Writing in the Sunday Telegraph, Jenrick said the UK “has an obligation to provide sanctuary to some of the many who flee war and persecution,” but the country’s generosity is being “abused” by illegal immigrants “skipping the queue in small boat crossings.”
More than 40,000 illegal immigrants have crossed the English Channel to reach the UK this year.
Jenrick said a “chronic shortage of acceptable accommodation” for record numbers of illegal immigrants has forced the government to procure expensive and often unsuitable hotels, burdening the taxpayer with an “unacceptable” cost.
“Human decency has to be accompanied by hard-headed common sense: illegal immigrants are not entitled to luxury hotels,” he wrote.
The minister said that economic migrants have been engaged in “asylum shopping” in Europe and that the UK has become their “destination of choice.”
He stressed: “‘Hotel Britain’ must end and be replaced with simple, functional accommodation that does not create an additional pull factor.”
He said the government is “determined to make the UK a significantly less attractive destination for illegal immigration” by clamping down on the black economy, stepping up immigration enforcement, and working closely with the security services.
Declaring the UK will be “compassionate, but not naïve,” the minister warned of the need to ensure Britain’s modern slavery laws are not exploited by illegitimate claimants.
Government figures released on Nov. 13 show that more than 40,000 illegal immigrants have crossed the English Channel to the UK so far this year, setting a new milestone.
Some 972 people were detected in 22 boats on Nov. 12, the Ministry of Defence (MoD) said, taking the provisional total for the year to 40,885.
A record 1,295 illegal immigrants crossed the Channel on Aug. 22, the highest figure for a single day since the current system of record-keeping began in 2018.
According to figures from the Home Office, the number of illegal crossings has soared in recent years, with 28,526 people detected in 2021, compared to 8,466 in 2020, 1,843 in 2019, and 299 in 2018.

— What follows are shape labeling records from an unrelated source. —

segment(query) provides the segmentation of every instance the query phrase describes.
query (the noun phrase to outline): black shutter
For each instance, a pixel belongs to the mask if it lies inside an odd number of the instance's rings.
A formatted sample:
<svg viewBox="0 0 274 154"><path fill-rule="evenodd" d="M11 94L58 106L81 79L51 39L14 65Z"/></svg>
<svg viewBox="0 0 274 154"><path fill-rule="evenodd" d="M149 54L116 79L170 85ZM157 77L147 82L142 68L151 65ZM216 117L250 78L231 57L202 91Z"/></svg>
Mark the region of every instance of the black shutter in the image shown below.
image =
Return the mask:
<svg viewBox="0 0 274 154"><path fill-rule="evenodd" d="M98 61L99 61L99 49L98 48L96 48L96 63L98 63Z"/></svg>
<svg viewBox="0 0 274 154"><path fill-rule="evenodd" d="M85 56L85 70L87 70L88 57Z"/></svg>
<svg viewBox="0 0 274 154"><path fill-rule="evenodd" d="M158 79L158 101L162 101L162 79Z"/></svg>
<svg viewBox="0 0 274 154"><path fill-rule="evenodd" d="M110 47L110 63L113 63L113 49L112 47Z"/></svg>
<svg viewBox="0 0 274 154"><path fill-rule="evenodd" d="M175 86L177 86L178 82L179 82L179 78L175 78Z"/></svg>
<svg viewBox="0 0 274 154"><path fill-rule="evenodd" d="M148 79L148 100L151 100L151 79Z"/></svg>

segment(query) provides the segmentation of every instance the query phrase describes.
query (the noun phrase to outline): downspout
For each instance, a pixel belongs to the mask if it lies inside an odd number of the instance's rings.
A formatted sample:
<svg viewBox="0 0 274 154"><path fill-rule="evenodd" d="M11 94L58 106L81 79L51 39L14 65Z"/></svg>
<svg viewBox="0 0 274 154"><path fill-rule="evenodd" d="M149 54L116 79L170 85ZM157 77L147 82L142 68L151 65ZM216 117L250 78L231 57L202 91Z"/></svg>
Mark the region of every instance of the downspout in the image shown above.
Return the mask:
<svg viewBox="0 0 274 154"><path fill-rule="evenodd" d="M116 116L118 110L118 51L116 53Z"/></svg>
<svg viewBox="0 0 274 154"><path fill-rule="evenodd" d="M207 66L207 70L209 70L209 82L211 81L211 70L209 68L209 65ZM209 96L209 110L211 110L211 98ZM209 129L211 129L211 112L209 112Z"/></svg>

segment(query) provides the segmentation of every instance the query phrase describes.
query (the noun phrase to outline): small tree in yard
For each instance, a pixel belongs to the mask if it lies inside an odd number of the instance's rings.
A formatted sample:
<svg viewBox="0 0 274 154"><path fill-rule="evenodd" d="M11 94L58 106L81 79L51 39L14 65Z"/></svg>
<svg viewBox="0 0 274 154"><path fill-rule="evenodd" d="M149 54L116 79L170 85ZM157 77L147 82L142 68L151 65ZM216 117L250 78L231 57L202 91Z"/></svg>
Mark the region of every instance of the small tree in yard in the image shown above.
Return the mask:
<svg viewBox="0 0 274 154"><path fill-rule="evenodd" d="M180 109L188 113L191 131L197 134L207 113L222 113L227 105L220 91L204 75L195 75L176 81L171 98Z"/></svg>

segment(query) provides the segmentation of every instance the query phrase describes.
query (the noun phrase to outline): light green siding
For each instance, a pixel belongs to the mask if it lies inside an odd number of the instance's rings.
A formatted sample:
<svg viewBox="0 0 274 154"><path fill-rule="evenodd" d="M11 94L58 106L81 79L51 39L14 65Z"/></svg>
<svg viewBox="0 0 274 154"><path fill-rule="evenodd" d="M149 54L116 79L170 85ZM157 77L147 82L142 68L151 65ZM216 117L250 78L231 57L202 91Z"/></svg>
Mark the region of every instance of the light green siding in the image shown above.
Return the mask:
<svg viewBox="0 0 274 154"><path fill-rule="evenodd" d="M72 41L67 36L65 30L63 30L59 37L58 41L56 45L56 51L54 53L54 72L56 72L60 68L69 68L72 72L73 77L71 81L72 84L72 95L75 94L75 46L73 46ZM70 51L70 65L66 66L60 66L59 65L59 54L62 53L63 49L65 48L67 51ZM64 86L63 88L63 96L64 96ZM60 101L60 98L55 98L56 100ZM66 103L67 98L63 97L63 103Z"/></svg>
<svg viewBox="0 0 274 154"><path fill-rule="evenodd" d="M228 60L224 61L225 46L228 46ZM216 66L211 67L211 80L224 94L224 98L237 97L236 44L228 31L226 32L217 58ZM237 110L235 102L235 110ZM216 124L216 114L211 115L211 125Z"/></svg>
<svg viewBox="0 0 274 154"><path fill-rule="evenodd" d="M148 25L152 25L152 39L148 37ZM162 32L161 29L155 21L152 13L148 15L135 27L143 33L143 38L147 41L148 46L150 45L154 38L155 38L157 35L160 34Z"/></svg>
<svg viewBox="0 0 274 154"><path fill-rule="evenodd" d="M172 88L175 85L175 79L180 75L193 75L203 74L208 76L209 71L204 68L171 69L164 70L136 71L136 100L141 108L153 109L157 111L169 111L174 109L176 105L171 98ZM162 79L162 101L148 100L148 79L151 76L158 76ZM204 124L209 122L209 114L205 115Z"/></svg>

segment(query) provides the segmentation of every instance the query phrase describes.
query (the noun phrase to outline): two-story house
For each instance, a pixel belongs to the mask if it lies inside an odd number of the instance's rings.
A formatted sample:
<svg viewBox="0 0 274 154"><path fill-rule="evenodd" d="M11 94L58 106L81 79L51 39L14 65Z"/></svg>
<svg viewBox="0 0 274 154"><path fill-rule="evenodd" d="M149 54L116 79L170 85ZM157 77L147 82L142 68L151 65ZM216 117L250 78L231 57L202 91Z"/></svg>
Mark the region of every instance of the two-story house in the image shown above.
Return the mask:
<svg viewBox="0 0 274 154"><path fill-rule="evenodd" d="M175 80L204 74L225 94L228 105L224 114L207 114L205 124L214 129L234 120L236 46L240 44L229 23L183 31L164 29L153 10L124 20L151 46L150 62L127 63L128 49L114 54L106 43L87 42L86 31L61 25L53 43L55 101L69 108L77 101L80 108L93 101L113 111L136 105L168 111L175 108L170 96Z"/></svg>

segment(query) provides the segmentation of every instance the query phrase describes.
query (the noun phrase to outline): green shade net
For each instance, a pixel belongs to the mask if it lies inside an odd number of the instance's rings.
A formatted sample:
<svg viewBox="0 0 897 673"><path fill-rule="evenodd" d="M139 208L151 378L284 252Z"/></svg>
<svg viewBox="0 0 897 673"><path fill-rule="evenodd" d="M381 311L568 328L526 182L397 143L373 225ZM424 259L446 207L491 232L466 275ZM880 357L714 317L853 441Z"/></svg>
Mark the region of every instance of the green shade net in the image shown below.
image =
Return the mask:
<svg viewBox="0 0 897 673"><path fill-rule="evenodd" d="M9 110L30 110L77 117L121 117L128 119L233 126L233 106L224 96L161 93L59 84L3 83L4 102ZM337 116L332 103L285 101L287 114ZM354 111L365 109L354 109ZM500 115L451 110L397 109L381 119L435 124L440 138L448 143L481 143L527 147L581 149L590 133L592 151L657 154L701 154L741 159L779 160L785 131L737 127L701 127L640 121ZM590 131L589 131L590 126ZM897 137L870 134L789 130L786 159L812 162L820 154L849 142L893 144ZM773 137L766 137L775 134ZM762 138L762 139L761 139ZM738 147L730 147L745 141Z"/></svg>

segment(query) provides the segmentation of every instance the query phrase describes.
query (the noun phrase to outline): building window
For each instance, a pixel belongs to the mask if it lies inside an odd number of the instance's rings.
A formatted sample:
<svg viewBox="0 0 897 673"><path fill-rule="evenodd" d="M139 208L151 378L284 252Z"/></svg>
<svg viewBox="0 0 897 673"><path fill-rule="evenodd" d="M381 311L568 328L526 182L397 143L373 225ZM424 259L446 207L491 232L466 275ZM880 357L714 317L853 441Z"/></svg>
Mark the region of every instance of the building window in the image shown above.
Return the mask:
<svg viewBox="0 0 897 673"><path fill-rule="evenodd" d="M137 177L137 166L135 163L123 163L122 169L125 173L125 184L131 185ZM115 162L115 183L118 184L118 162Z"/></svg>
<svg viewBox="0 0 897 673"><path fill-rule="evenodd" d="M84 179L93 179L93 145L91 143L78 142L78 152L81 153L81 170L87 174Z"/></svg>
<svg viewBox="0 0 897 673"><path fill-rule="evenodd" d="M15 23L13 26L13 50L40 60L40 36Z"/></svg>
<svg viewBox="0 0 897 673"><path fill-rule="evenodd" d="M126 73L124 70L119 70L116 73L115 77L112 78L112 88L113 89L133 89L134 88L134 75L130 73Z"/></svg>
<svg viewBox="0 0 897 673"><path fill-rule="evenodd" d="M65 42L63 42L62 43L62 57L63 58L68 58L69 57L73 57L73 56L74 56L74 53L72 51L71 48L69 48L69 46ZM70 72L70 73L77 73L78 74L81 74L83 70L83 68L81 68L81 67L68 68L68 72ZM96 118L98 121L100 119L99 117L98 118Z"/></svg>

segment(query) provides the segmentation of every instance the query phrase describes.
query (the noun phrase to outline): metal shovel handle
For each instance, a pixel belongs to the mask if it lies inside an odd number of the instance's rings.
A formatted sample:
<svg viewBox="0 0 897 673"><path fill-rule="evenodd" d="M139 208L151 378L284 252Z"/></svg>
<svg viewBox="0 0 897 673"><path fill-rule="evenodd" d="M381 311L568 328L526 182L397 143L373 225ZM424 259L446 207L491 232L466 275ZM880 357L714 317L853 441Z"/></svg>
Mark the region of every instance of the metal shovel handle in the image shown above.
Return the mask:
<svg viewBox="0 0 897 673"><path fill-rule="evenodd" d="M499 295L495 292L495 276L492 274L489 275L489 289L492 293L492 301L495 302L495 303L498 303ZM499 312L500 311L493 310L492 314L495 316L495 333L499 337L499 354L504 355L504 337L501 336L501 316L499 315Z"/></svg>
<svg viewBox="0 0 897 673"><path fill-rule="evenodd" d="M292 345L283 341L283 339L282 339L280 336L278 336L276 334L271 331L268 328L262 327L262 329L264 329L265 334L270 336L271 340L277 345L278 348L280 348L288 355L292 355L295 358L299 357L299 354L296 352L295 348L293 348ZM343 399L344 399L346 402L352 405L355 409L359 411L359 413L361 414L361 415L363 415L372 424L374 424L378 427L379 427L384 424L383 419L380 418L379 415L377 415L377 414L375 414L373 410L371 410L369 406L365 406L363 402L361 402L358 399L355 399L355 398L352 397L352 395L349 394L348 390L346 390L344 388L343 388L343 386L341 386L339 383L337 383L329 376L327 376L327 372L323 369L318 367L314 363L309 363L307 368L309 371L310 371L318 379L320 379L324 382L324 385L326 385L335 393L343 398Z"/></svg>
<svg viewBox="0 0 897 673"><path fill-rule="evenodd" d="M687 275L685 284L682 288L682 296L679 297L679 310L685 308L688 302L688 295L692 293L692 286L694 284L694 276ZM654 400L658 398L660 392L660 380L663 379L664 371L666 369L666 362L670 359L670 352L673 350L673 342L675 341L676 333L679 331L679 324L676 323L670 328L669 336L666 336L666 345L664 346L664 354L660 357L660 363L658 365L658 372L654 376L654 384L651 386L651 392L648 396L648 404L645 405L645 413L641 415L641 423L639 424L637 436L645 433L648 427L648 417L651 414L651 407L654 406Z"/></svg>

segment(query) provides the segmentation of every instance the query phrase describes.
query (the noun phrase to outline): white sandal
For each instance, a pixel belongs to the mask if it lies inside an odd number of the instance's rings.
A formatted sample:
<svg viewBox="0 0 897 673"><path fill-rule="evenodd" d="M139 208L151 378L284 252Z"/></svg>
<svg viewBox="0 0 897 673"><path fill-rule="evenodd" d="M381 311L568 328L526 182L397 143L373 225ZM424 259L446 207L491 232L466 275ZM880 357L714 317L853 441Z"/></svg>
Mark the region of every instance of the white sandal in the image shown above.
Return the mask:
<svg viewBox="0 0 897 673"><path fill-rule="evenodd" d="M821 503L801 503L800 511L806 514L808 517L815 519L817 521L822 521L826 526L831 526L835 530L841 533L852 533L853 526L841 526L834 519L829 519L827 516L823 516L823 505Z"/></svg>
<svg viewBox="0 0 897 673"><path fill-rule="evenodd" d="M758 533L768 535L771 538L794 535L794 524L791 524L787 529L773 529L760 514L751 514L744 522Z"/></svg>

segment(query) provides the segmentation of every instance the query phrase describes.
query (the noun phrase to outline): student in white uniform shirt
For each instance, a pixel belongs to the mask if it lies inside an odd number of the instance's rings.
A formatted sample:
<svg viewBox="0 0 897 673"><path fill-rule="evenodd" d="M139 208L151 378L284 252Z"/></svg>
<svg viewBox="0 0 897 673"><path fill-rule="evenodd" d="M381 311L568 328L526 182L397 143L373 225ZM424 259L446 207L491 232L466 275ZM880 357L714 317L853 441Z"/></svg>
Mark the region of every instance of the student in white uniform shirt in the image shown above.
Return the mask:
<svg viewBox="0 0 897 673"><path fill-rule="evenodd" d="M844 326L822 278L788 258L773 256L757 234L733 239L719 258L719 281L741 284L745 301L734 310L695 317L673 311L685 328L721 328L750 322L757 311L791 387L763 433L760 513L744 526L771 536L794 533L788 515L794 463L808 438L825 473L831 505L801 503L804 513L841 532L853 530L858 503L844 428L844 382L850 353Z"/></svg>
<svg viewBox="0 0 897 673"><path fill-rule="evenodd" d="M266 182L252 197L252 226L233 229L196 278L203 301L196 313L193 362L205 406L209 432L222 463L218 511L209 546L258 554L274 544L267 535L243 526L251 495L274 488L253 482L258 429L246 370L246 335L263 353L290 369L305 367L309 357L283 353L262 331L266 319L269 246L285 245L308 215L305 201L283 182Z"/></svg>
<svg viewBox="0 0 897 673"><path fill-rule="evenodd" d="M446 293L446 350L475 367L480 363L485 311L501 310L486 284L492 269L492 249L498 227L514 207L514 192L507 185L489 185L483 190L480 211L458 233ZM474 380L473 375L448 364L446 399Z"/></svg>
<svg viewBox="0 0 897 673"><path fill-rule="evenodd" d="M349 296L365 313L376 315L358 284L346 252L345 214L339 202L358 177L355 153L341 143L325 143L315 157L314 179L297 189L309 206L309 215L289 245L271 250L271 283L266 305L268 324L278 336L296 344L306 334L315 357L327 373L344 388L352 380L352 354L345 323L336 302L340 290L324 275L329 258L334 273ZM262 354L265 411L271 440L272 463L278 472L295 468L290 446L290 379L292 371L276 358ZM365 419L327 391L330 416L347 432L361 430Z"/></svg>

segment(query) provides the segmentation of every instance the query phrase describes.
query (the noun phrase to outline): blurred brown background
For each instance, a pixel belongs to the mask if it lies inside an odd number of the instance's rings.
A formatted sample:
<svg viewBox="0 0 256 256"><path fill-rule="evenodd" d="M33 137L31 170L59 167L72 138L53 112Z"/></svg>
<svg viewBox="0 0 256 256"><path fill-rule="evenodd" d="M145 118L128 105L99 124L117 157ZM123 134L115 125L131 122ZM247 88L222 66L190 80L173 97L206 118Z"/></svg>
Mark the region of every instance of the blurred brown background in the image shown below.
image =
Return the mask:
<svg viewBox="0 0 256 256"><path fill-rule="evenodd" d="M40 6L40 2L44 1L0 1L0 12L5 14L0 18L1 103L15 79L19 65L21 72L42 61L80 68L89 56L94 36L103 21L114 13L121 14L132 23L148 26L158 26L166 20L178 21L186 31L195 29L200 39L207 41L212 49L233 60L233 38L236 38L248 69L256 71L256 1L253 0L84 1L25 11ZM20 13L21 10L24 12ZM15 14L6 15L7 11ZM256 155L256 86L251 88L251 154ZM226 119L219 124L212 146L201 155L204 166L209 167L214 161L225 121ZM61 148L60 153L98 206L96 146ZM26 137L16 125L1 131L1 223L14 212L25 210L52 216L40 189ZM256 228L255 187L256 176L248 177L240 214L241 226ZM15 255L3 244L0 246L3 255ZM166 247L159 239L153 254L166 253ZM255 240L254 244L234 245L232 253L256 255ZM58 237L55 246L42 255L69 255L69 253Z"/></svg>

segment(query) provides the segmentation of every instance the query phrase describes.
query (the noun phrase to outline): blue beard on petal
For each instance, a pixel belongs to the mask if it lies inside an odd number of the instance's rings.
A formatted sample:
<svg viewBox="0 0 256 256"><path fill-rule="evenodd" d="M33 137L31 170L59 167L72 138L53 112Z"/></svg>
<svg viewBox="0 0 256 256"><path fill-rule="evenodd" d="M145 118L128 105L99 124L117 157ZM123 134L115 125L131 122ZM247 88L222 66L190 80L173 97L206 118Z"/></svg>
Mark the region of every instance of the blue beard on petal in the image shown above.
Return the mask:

In April, then-Home Secretary Priti Patel signed a deal with Rwanda that involved sending illegal immigrants who had crossed the channel to the African country.
The agreement was designed to be a deterrent to those making the journey by sea, but 35,617 people have arrived by boat since it was signed.
The legality of the policy has been contested in the courts, with ministers and campaigners awaiting a ruling from High Court judges on the case.